I’m a skilled steel framer and hanger. I also hang residential. I’ve been in the trade for 4 years. I have goals and plans with how to make real money in the next couple years as my family is growing and I’m only getting more eager to position myself higher and higher in the construction game. I’m thinking of investing in some basic taping tools (hawk, trowel, sand pole, etc.) and slapping some mud on some board in my garage after kids are in bed. And get myself to a place where I can one day hang and finish my own residential jobs from home owners. I might also take some vacation time to tape with my buddy.
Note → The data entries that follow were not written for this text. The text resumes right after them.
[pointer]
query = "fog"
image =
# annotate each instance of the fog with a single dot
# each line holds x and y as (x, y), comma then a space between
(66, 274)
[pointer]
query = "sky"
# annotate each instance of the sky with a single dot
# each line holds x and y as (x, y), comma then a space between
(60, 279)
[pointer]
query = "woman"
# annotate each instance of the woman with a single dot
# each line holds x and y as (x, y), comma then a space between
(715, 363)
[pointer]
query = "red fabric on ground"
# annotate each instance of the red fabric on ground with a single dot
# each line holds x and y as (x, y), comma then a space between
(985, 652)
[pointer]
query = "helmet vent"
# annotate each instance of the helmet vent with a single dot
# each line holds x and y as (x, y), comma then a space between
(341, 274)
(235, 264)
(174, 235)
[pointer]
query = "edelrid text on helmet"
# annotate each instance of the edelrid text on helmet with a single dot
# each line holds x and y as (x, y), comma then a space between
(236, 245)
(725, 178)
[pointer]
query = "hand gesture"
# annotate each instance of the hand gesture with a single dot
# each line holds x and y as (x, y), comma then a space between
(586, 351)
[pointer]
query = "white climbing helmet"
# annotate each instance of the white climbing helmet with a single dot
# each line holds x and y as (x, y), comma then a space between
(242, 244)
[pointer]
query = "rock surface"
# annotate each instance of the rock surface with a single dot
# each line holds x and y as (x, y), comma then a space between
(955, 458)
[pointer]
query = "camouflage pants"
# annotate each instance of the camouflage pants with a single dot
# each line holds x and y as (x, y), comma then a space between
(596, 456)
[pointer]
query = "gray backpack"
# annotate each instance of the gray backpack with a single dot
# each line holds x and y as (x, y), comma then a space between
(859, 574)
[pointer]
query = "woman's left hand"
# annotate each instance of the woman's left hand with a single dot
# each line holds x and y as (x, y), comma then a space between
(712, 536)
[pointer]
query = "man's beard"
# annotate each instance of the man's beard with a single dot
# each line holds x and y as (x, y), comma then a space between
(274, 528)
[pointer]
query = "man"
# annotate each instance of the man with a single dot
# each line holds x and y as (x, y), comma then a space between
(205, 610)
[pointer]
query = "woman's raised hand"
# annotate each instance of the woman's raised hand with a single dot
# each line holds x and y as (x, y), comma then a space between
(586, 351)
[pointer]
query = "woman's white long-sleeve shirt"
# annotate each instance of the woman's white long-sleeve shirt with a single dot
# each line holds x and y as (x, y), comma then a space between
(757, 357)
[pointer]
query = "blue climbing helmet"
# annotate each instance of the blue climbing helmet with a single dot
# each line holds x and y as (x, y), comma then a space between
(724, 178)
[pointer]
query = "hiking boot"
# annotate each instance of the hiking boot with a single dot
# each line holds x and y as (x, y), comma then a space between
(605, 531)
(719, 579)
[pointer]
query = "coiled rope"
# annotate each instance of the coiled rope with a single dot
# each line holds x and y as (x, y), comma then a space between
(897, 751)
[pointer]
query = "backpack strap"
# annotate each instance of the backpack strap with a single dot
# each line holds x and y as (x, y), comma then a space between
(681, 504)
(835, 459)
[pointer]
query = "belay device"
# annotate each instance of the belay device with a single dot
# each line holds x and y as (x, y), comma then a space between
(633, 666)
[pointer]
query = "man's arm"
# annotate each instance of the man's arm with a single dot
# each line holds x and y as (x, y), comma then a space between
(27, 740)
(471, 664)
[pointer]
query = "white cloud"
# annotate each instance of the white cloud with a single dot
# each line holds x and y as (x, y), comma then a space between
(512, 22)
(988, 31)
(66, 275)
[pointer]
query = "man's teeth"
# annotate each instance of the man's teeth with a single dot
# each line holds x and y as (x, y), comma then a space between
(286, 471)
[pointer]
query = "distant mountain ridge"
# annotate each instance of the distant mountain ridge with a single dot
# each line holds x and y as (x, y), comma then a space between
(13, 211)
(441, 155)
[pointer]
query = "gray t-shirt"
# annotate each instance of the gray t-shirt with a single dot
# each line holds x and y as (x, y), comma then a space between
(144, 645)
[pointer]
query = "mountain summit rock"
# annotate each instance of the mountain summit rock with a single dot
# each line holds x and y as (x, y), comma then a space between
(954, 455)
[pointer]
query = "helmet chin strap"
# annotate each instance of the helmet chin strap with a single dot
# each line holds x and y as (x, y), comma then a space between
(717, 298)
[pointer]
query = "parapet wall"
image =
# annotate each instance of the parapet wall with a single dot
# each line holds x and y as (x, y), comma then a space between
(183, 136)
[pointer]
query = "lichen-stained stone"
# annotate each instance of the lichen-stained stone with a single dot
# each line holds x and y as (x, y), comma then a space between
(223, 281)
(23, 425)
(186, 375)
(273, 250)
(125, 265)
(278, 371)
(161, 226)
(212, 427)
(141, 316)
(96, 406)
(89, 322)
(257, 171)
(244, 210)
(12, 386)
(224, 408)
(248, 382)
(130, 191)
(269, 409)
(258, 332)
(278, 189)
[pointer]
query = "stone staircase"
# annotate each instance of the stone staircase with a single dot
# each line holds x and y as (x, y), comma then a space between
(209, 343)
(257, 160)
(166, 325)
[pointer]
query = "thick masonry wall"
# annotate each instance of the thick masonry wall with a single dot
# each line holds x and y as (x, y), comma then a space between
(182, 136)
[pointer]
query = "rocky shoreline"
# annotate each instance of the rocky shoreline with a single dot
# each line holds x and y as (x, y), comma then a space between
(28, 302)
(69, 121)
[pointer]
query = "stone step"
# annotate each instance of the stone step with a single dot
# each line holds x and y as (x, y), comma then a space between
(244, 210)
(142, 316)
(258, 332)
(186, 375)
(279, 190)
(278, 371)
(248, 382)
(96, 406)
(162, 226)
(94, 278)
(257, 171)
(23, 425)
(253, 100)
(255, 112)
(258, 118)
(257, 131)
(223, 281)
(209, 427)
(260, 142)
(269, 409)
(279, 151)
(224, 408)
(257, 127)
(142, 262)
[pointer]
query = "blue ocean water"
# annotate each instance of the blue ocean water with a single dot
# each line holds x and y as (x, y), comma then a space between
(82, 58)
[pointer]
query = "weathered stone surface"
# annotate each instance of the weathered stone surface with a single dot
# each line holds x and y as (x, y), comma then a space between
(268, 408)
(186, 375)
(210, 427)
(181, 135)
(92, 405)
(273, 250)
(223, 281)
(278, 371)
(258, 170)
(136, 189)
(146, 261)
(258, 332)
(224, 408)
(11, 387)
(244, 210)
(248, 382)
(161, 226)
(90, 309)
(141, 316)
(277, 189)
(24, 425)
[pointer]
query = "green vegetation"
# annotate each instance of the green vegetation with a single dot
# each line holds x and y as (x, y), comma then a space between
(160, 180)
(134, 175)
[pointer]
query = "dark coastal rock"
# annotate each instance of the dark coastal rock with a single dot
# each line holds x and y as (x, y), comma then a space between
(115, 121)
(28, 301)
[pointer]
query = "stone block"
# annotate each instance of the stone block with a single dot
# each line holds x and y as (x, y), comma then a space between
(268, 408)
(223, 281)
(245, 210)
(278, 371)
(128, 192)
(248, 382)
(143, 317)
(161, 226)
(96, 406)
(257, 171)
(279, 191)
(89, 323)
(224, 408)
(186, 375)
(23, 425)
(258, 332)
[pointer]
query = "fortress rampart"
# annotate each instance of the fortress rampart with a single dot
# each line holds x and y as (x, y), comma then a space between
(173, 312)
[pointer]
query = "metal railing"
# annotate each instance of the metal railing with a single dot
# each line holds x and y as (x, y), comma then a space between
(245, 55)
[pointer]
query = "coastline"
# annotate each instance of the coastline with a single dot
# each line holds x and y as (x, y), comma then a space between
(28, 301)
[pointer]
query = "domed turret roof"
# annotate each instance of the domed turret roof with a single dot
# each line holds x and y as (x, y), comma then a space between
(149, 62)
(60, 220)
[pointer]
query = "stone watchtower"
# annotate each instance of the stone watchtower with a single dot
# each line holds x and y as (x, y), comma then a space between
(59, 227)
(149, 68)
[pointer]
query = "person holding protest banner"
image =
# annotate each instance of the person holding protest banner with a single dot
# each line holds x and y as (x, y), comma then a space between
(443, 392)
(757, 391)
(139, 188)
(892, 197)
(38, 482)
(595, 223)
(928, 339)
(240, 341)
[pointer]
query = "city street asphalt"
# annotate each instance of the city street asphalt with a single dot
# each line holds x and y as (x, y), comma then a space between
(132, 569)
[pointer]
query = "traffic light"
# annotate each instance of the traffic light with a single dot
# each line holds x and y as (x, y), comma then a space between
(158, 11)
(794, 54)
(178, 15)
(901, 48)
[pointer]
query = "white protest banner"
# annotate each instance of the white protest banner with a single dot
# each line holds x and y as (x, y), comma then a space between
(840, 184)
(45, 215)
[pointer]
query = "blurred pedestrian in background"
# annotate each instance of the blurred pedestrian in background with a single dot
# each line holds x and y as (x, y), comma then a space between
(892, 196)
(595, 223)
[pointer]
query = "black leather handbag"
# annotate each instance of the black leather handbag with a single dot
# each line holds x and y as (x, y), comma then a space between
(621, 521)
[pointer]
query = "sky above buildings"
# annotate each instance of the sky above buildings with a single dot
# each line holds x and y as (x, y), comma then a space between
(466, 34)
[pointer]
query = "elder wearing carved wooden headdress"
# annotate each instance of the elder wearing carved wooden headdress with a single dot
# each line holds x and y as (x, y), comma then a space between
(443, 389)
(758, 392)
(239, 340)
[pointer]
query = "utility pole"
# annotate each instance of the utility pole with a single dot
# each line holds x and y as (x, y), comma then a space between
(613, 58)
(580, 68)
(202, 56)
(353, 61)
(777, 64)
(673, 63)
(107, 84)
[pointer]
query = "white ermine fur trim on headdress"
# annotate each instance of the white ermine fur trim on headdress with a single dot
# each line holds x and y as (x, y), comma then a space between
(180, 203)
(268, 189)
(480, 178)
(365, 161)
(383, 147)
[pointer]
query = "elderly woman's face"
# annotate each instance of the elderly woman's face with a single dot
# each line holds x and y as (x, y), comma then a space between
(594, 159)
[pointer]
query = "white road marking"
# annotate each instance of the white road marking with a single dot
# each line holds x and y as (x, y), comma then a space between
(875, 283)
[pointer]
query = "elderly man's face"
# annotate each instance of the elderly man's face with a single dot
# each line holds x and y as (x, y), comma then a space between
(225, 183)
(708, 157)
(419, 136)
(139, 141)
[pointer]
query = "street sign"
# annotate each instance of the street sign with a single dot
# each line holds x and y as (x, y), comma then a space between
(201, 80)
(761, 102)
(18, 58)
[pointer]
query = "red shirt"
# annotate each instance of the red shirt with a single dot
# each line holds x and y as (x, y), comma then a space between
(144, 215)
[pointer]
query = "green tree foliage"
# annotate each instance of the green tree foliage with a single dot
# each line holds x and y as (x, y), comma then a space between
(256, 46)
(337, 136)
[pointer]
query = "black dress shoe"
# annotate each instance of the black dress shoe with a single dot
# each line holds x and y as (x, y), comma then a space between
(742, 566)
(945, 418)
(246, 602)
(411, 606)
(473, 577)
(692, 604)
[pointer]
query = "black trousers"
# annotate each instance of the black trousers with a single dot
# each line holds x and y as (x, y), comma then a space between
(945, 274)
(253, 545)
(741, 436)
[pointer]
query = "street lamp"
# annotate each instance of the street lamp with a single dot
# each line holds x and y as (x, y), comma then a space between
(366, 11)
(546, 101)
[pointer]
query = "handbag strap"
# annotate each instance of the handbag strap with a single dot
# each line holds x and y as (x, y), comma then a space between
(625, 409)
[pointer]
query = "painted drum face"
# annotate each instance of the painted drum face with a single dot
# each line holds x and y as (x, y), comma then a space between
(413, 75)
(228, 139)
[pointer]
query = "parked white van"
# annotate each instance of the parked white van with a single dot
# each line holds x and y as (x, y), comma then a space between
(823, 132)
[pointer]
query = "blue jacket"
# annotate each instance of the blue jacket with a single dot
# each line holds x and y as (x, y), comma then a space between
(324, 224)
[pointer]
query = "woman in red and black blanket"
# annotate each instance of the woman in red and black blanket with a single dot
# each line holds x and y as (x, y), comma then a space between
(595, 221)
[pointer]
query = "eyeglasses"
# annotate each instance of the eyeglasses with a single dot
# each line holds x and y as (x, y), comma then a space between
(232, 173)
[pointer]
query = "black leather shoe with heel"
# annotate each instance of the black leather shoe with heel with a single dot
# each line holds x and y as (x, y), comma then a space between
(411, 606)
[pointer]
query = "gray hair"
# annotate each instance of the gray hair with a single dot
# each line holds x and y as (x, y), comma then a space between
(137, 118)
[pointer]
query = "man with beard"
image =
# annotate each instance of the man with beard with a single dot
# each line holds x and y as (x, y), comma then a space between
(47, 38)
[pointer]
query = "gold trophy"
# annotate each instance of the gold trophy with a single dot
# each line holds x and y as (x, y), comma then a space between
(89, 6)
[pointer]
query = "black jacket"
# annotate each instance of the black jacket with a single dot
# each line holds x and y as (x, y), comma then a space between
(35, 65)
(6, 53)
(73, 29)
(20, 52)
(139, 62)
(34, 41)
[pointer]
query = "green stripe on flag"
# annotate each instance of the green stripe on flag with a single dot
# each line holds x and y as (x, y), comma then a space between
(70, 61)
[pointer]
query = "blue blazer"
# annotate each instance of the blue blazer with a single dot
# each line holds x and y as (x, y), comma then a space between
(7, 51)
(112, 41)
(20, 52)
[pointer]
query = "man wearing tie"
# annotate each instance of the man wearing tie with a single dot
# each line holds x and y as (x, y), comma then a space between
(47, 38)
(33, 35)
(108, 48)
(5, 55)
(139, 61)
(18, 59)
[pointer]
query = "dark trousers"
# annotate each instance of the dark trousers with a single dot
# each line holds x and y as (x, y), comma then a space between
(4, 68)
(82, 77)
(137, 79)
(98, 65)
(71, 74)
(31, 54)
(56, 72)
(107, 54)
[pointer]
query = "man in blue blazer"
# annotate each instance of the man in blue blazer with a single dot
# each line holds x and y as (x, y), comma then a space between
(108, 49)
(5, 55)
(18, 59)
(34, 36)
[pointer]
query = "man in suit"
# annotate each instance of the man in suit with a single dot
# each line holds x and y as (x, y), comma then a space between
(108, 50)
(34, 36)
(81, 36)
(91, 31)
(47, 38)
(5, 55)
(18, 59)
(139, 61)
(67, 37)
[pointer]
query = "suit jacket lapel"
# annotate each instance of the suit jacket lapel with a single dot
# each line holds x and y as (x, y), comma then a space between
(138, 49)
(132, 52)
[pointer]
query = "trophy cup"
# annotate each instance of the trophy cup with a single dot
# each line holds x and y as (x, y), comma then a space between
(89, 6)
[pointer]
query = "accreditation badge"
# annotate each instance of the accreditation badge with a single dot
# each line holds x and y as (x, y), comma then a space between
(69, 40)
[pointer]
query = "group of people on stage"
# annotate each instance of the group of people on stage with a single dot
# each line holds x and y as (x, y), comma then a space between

-did any of you learn finishing in the side? 
-any advise in how to teach myself?
-any advise on my first taping job?


----------



## John Farnsworth (Nov 14, 2020)

Yes I learned how to tape mud texture on my own. I also started on my own garage about 15 years ago. Since then I have finished 2 basements and finished a new home recently on my own. I would consider my work now better than most professionals/subcontractors. I started out by reading a how to guide book but now there are better how to videos on YouTube. I think the hardest part of hanging drywall is cutting around the outlets. I tried many of the products out there like Blind Mark and Mark N Guard but I was not completely satisfied with any of them so I invented my own product. It is called the Cut & Guard Gang Box Lid. It is less expensive and does more than any other product to help you locate the electrical box and cut around the box and protect all the wiring. Below is a quick youtub link if interested. I did not buy all the fancy expensive tools. I just started out with some basic tools. I found that using tape on the corners and mesh on the straight joints worked best for me. Good luck.


----------



## moore (Dec 2, 2010)

Waste. Similar to the old 70 s punch outs tho.


----------



## krafty (Jun 30, 2016)

Or get a router 


Sent from my iPhone using Tapatalk


----------



## krafty (Jun 30, 2016)

Oh I didn’t look first I got ya yeah we just stuff the wires in and cut out . Good for homeowners though 


Sent from my iPhone using Tapatalk


----------



## Mjaw (Nov 24, 2020)

BiggieC said:


> I’m a skilled steel framer and hanger. I also hang residential. I’ve been in the trade for 4 years. I have goals and plans with how to make real money in the next couple years as my family is growing and I’m only getting more eager to position myself higher and higher in the construction game. I’m thinking of investing in some basic taping tools (hawk, trowel, sand pole, etc.) and slapping some mud on some board in my garage after kids are in bed. And get myself to a place where I can one day hang and finish my own residential jobs from home owners. I might also take some vacation time to tape with my buddy.
> 
> -did any of you learn finishing in the side?
> -any advise in how to teach myself?
> -any advise on my first taping job?


I learned to finish from carpenters when i was an apprentice carpenter, quickly realized 97% weren't any good at it and beyond slow, so i started working on side projects took forever to get good and quick, on my own now, i generally deal with smaller contractors overflow of work, and one commercial GC.


----------